Logo estariam experimentando colagens sonoras e líricas, instrumentos alheios à música pop tradicional, drogas alucinógenas, temas distantes da alegria pueril dos primeiros dias, jogos de palavras, incursões geográficas, temporais e poéticas. Fugiam para o extremo oposto da beatlemania que havia lhes popularizado em todo o planeta, recriando o próprio universo de forma épica e, sem perceber, forçando o amadurecimento de toda sua geração e dando pistas para as gerações seguintes. Não fundaram a psicodelia, mas trouxeram-na para a pauta do dia, fundindo-a com seus recentes interesses por música erudita, alta cultura, pós-modernismo, música indiana, técnicas de gravação. Sob a batuta do produtor/professor George Martin, acompanhados de seus fiéis escudeiros George Harrison e Ringo Starr e a bordo de um estúdio que permitia apenas a gravação de míseros quatro canais simultâneos, John e Paul viraram a cultura do avesso, trazendo para fora todos seus ímpetos e instintos primários, mas envernizados pela curiosidade, pelo senso de exploração e de aventura e pelo salto no desconhecido.
A capa, hoje icônica, parecia traduzir todas as inquietações que o grupo sentia: era uma colagem ideológica de personalidades díspares – Oscar Wilde e Ghandi, Aleister Crowley e Shirley Temple, Mae West e Lawrece da Arábia, Bob Dylan e Karl Marx – que perfilavam-se a duas versões dos Beatles – uma retirada do museu de cera de Madame Tussauds (que parecia sinalizar que aqueles Beatles, em preto e branco, haviam ficado no passado) e outra multicolorida, sorridente e desafiadora.
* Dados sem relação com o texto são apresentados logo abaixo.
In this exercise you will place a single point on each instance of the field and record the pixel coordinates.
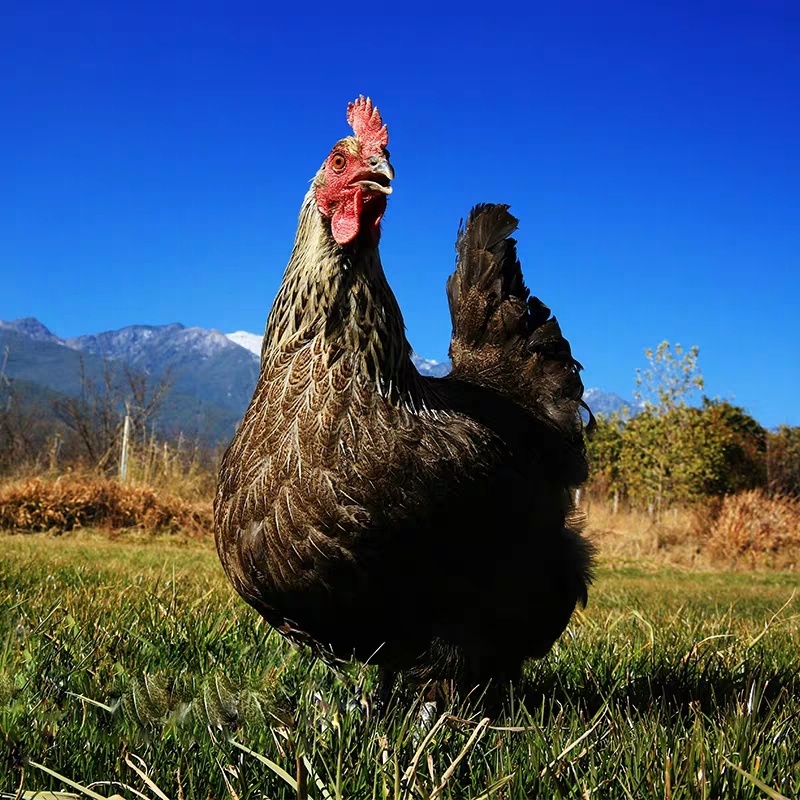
(128, 667)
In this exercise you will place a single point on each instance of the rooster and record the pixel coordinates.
(422, 524)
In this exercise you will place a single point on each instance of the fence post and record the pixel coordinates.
(123, 459)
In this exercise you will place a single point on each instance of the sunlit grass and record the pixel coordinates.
(129, 667)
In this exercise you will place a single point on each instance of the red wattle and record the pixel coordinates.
(346, 218)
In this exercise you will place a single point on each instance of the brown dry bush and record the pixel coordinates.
(755, 529)
(70, 502)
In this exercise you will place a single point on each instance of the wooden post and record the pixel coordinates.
(123, 459)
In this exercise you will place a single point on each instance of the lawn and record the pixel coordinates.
(128, 667)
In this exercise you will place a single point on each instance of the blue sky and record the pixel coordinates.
(153, 157)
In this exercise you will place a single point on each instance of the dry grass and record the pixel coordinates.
(81, 501)
(756, 530)
(745, 531)
(634, 534)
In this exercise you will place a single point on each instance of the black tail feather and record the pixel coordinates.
(502, 336)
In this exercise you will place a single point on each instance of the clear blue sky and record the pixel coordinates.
(153, 157)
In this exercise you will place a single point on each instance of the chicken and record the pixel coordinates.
(422, 524)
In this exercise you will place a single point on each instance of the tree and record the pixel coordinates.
(655, 442)
(603, 449)
(670, 380)
(96, 416)
(783, 460)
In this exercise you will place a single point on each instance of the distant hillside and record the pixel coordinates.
(212, 374)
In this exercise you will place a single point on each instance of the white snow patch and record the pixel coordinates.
(250, 341)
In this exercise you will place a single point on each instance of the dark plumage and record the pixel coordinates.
(423, 524)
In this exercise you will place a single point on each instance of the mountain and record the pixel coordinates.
(250, 341)
(212, 375)
(427, 366)
(211, 378)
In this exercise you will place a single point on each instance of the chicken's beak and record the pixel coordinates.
(377, 177)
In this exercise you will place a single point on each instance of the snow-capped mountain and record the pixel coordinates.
(427, 366)
(250, 341)
(211, 374)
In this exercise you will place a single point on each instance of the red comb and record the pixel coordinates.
(366, 122)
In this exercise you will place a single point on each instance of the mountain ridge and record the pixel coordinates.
(212, 374)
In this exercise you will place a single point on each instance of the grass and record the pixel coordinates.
(129, 667)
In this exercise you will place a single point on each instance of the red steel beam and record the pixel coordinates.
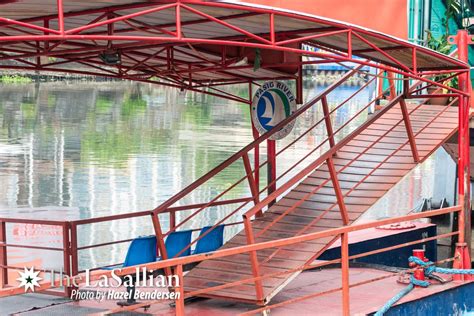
(409, 130)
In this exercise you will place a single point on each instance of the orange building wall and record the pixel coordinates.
(387, 16)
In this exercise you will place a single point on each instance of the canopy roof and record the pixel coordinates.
(192, 43)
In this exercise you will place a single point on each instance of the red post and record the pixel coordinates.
(253, 259)
(338, 191)
(160, 240)
(253, 188)
(327, 121)
(3, 256)
(67, 257)
(463, 248)
(256, 158)
(391, 81)
(409, 130)
(180, 291)
(345, 274)
(271, 167)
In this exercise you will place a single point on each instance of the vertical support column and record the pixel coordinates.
(345, 273)
(337, 190)
(256, 159)
(253, 188)
(66, 257)
(391, 81)
(409, 130)
(74, 254)
(160, 240)
(3, 255)
(463, 247)
(172, 219)
(299, 82)
(271, 167)
(179, 301)
(253, 259)
(327, 121)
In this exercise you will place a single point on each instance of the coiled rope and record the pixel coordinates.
(429, 268)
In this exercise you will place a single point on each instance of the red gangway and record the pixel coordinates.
(199, 46)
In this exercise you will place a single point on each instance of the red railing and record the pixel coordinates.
(342, 233)
(250, 174)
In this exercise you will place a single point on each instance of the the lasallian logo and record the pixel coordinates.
(29, 278)
(271, 104)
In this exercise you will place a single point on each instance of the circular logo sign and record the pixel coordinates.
(272, 103)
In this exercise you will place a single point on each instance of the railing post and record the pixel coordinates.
(253, 187)
(160, 240)
(3, 255)
(409, 129)
(172, 215)
(253, 259)
(74, 251)
(67, 257)
(338, 191)
(180, 300)
(463, 248)
(256, 150)
(345, 273)
(271, 167)
(327, 120)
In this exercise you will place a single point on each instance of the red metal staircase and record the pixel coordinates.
(330, 190)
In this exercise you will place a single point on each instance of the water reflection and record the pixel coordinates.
(100, 149)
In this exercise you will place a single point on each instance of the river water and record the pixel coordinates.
(82, 150)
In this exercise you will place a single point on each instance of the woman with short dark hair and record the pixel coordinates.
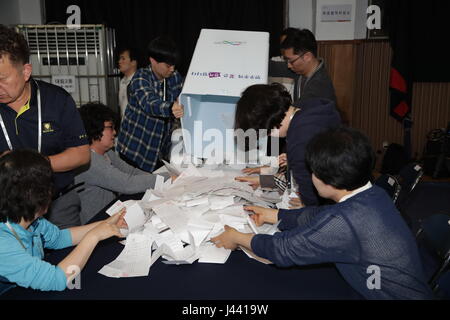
(107, 175)
(270, 107)
(25, 196)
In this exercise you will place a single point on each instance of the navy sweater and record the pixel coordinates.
(365, 230)
(315, 115)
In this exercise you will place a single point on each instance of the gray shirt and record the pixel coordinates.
(106, 177)
(318, 85)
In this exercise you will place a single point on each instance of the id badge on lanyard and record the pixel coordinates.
(5, 132)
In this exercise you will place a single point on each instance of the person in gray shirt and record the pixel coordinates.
(106, 176)
(299, 51)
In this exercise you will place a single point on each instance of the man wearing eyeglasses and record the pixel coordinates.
(299, 51)
(153, 108)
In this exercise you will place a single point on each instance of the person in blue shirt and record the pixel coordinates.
(363, 234)
(41, 116)
(25, 196)
(145, 134)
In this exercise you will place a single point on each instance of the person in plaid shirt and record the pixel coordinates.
(152, 109)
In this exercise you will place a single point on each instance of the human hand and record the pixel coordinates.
(253, 181)
(227, 239)
(177, 110)
(252, 170)
(282, 160)
(261, 215)
(295, 202)
(4, 153)
(109, 227)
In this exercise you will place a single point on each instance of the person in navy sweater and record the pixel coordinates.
(363, 234)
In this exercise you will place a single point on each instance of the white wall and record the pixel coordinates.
(301, 14)
(21, 12)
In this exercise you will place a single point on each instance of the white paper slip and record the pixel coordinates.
(252, 225)
(172, 216)
(135, 217)
(133, 261)
(197, 202)
(149, 196)
(159, 183)
(212, 254)
(116, 207)
(171, 168)
(218, 203)
(252, 255)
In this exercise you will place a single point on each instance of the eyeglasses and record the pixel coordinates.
(291, 62)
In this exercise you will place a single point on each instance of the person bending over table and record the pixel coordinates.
(363, 234)
(25, 196)
(270, 107)
(107, 175)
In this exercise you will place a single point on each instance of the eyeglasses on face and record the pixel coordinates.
(291, 62)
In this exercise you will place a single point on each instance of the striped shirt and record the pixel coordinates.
(145, 130)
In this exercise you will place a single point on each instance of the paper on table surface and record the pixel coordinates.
(116, 207)
(133, 261)
(135, 217)
(252, 255)
(212, 254)
(172, 216)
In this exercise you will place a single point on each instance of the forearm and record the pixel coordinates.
(244, 239)
(76, 260)
(70, 159)
(78, 233)
(154, 106)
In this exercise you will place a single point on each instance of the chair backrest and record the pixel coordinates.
(410, 176)
(390, 184)
(435, 231)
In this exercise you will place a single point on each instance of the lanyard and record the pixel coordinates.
(16, 235)
(5, 132)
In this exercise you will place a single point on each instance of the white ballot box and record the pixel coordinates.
(224, 64)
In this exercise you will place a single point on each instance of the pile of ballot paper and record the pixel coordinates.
(176, 220)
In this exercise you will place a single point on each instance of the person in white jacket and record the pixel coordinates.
(106, 176)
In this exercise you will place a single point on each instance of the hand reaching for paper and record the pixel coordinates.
(253, 181)
(262, 215)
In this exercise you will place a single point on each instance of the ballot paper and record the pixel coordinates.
(252, 255)
(284, 204)
(212, 254)
(183, 216)
(173, 217)
(135, 217)
(133, 261)
(219, 202)
(116, 207)
(173, 170)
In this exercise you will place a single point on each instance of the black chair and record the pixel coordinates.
(390, 184)
(409, 176)
(434, 234)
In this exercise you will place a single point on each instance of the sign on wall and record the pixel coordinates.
(336, 13)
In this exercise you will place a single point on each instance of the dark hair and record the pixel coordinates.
(262, 106)
(290, 32)
(301, 41)
(94, 116)
(163, 49)
(25, 185)
(132, 52)
(341, 157)
(13, 45)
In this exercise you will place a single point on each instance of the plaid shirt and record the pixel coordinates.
(145, 130)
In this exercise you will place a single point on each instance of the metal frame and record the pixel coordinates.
(86, 53)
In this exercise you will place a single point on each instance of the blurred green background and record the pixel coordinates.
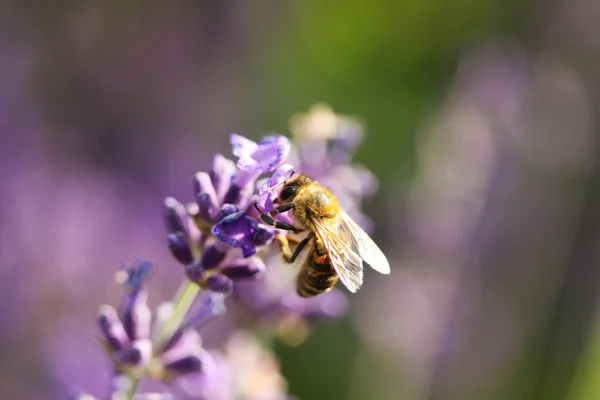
(145, 92)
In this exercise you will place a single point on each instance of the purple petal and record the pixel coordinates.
(241, 189)
(112, 328)
(215, 380)
(213, 255)
(203, 186)
(269, 190)
(194, 272)
(175, 215)
(255, 159)
(220, 284)
(135, 312)
(242, 147)
(244, 268)
(180, 247)
(208, 308)
(154, 396)
(140, 353)
(207, 208)
(184, 341)
(220, 174)
(226, 210)
(239, 231)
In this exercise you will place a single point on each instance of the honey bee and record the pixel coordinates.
(339, 247)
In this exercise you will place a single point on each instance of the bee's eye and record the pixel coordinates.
(287, 193)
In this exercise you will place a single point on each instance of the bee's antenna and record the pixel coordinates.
(276, 186)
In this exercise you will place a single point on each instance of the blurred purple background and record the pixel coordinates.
(483, 133)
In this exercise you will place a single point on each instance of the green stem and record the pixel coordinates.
(186, 294)
(135, 382)
(182, 301)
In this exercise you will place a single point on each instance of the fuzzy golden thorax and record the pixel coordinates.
(311, 200)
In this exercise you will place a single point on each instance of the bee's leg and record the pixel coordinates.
(284, 245)
(267, 219)
(283, 208)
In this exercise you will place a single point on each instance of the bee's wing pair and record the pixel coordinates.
(347, 247)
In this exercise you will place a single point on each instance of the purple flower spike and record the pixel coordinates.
(185, 365)
(212, 256)
(154, 396)
(135, 312)
(112, 328)
(203, 185)
(210, 307)
(245, 268)
(220, 174)
(239, 231)
(264, 156)
(175, 216)
(207, 209)
(226, 211)
(220, 284)
(269, 190)
(255, 159)
(140, 353)
(180, 247)
(194, 272)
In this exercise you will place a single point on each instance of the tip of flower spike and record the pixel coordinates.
(180, 247)
(174, 215)
(134, 277)
(210, 307)
(220, 284)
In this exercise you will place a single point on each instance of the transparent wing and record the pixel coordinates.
(344, 259)
(363, 244)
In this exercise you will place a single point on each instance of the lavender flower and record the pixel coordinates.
(323, 145)
(243, 370)
(127, 333)
(224, 248)
(215, 238)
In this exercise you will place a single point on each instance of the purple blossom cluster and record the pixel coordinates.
(224, 250)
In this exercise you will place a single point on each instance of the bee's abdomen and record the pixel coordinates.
(316, 276)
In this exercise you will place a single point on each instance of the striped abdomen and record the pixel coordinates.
(316, 275)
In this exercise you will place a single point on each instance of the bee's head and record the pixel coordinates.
(291, 187)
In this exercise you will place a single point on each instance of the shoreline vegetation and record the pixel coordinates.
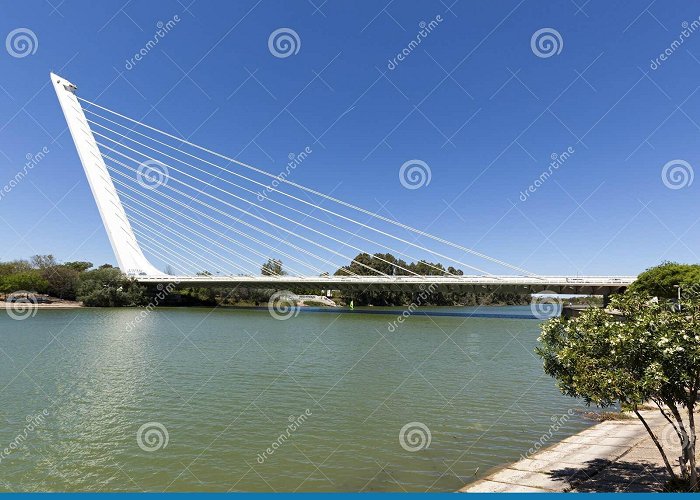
(52, 284)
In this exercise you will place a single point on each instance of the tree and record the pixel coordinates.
(109, 287)
(659, 281)
(31, 281)
(43, 261)
(650, 352)
(62, 281)
(80, 266)
(273, 267)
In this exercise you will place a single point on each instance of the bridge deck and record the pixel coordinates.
(527, 284)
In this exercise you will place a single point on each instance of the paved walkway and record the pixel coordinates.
(612, 456)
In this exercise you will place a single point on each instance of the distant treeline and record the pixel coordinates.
(107, 286)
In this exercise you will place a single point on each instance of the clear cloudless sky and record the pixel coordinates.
(473, 101)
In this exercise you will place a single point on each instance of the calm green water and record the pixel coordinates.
(225, 383)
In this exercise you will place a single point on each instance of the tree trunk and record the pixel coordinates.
(685, 442)
(656, 442)
(694, 485)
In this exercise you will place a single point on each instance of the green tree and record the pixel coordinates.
(31, 281)
(43, 261)
(659, 281)
(109, 287)
(650, 352)
(80, 266)
(62, 281)
(273, 267)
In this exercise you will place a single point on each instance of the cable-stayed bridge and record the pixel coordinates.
(210, 219)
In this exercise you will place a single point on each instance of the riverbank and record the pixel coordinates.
(612, 456)
(66, 304)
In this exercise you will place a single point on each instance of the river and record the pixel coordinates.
(192, 399)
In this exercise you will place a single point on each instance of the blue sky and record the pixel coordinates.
(473, 101)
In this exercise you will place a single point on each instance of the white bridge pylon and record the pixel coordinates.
(213, 219)
(129, 256)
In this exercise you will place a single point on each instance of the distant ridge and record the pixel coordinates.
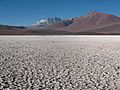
(92, 23)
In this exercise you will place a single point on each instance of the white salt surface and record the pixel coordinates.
(59, 62)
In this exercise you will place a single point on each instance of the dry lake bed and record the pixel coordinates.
(59, 62)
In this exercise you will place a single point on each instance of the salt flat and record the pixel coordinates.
(60, 62)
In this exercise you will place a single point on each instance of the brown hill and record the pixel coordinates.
(91, 21)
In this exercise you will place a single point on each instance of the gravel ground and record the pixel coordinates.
(60, 63)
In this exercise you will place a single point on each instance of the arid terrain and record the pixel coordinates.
(59, 62)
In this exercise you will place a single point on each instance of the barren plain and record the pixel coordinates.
(59, 62)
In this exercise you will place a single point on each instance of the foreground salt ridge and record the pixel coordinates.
(55, 64)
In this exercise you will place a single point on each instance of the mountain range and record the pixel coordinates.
(93, 23)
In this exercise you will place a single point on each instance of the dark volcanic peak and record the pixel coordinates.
(50, 21)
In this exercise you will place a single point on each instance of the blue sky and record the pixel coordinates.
(27, 12)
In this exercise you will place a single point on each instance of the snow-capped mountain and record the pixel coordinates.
(50, 23)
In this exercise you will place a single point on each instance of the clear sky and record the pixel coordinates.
(27, 12)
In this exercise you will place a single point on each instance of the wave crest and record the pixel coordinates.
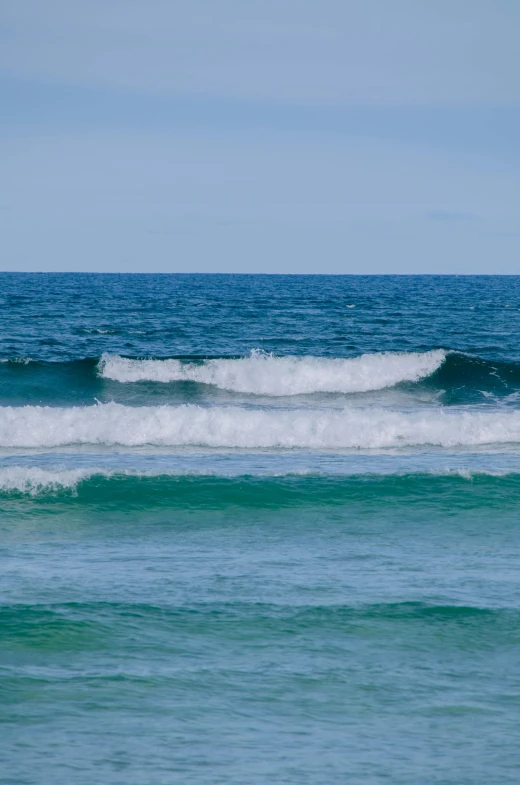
(265, 374)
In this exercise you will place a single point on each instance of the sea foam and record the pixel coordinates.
(115, 424)
(265, 374)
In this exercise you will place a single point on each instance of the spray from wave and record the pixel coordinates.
(265, 374)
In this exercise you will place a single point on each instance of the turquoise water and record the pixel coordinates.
(259, 529)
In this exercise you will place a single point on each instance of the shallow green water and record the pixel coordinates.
(271, 571)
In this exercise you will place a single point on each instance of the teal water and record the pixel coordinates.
(259, 529)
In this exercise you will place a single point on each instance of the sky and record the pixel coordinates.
(261, 136)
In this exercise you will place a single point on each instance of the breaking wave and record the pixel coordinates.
(188, 424)
(265, 374)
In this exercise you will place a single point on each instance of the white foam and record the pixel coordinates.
(33, 480)
(264, 374)
(115, 424)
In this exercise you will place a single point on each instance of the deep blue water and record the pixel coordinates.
(259, 529)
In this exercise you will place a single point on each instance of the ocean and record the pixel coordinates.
(259, 529)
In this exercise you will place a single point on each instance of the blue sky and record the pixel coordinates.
(372, 136)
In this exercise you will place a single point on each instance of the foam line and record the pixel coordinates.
(115, 424)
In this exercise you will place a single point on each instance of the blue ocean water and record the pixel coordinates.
(259, 529)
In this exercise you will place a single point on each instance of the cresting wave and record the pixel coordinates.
(265, 374)
(188, 424)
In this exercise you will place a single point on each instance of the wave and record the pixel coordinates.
(174, 426)
(126, 489)
(265, 374)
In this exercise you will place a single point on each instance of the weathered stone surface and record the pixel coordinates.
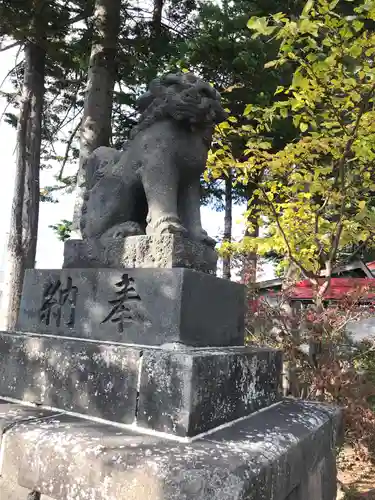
(284, 452)
(161, 251)
(190, 392)
(153, 185)
(181, 393)
(141, 306)
(11, 413)
(90, 378)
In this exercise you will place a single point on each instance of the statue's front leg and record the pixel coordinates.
(160, 182)
(189, 207)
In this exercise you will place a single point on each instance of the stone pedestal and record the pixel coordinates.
(141, 387)
(162, 252)
(183, 392)
(136, 306)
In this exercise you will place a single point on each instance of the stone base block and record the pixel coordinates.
(183, 393)
(164, 251)
(186, 393)
(285, 452)
(90, 378)
(140, 306)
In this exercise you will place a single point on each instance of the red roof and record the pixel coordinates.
(338, 289)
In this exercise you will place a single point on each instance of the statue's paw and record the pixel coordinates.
(203, 237)
(123, 230)
(167, 225)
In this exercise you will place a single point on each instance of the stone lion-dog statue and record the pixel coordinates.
(153, 186)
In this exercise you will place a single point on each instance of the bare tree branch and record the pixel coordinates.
(68, 146)
(14, 44)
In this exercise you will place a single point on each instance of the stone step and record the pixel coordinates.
(282, 453)
(181, 392)
(140, 306)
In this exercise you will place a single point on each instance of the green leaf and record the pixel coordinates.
(308, 6)
(248, 109)
(260, 25)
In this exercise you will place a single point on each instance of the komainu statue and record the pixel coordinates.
(153, 185)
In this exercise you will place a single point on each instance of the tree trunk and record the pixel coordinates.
(252, 230)
(25, 207)
(228, 223)
(157, 17)
(96, 122)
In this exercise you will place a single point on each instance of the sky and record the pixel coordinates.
(50, 250)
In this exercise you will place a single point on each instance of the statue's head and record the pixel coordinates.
(182, 97)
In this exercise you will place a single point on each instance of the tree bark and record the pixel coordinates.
(228, 223)
(157, 18)
(25, 207)
(252, 230)
(96, 122)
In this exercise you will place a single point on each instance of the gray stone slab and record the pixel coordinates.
(190, 392)
(159, 251)
(11, 413)
(90, 378)
(285, 450)
(141, 306)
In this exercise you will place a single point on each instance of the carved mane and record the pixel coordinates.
(182, 97)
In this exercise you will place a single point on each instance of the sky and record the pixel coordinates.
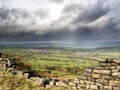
(74, 21)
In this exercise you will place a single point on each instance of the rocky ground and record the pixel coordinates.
(105, 76)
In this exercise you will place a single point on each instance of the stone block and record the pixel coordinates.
(93, 87)
(102, 81)
(107, 87)
(96, 76)
(106, 77)
(114, 83)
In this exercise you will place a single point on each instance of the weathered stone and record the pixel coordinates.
(82, 81)
(107, 87)
(93, 87)
(107, 77)
(114, 83)
(116, 61)
(96, 76)
(83, 78)
(117, 74)
(116, 88)
(26, 75)
(102, 81)
(88, 70)
(118, 67)
(108, 72)
(91, 79)
(89, 82)
(115, 70)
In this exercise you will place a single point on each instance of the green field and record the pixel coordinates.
(61, 62)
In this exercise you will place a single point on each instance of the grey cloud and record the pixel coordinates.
(77, 23)
(57, 1)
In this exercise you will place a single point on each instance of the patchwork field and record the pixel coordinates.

Aquela colagem visual conduzida por um dos grandes nomes da recente pop art, o inglês Peter Blake, traduzia tanto a ousadia comercial quanto a aventura estética encapsulada naquele disco, reforçada pelo fato de ser o primeiro álbum da história a vir com as letras impressas.
A quantidade de trunfos de Sgt. Pepper’s Lonely Hearts Club é imensurável. Sem ele, a cultura perderia o impacto global e os Beatles não seriam uma das principais forças artísticas do mundo até hoje. Seu cinquentenário vem apenas reforçar sua importância, tanto em termos criativos quanto mercadológicos. Nenhuma outra obra de arte foi tão influente e transgressora em tão pouco tempo – nem antes, nem depois.